Title: The Further Adventures of Ebenezer Scrooge
Author: Charlie Lovett
Published in 2016, The Further Adventures of Ebenezer Scrooge by Charlie Lovett is the story of the changes wrought in and wrought by Scrooge two decades after his ghostly adventures. It shows how the protagonist of A Christmas Carol (by Charles Dickens, published in 1843) creates a kind of butterfly effect to ripple social reforms in the world around him. The supernatural story is set in Dickensian England, twenty years after three ghosts paid a visit to Scrooge on Christmas eve to help make him a kind, humane, helpful man and to instill good values in him.
Lovett has made the spirit of giving the theme of the whole book, just like Dickens did. At the start of the book you have a quote by filmmaker Valentine Davies, “Christmas isn’t just a day; it’s a frame of mind”. And, it is in that spirit of giving that you have the altered Scrooge wishing everybody “Merry Christmas” in the middle of June. Lovett says he started by parodying the first paragraph of Dickens, which starts “Marley was dead to begin with”. Lovett starts with “Scrooge was alive to begin with”. Lovett starts with a sense of hope and continues bringing hope through the book. Dickens starts with a bleak picture and through darkness, he brings light and hope.

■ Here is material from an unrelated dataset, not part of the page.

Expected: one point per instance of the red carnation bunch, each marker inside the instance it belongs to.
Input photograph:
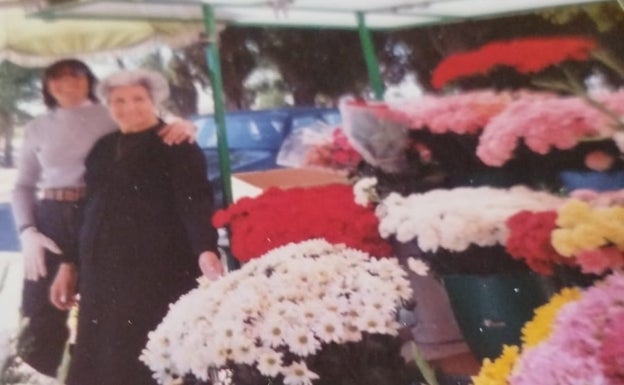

In A Christmas Carol, Scrooge fears the ghost of his former partner Marley and the three spirits. In Lovett’s book, Scrooge looks forward to seeing them. It is to help free Marley from his ghostly and shackled existence, Scrooge embarks on his second adventure with ethereal beings. Again in A Christmas Carol, Marley had helped Scrooge and in The Further Adventures of Ebenezer Scrooge, Scrooge helps Marley, Bob Cratchit, his former clerk and current partner, his nephew, bankers, the rich, the poor and the world. He helps bring out the need and to help mankind in others and make this world a better place.
The sequence of the ghosts is pretty much the same as in A Christmas Carol. I will say one thing of this book that one has to be familiar with Dickens’ creation to really appreciate Lovett’s sequel. First the spirit of Bob Marley initiates Scrooge in what he is to expect and then come the spirits of Christmas Past, Present and Future… except in Lovett’s book, Scrooge directs and accompanies the spirits to the persons who need to be awakened to make the changes. Unlike in Dickens where Scrooge went alone with the spirit, two men and the ghost embark on an adventure together.
The two books can be regarded as a set. Lovett has actually taken the sense of social reform a step further than Dickens and said how the reforms were being started and continued. Both the books end with a note of hope. They are good if you read them together or present them as a set to someone for Christmas.
Lovett has actually captured the Dickensian spirit of reform to make the world a better place more effectively than the Hollywood movie Scrooged (1988), for which again you need to have read Dickens’s Christmas Carol. Scrooged is set in a more modern world context but the dialogues are weak and I would give it an adult rating for some of the dialogues, violence and disturbing content.
Lovett’s book is not only in the spirit of Christmas, reform and Dickens but it also is one which the whole family can read together… from age eight to eighty, a rare occurrence in present day literature. Perhaps, they can even make a movie of The Further Adventures of Ebenezer Scrooge one Christmas!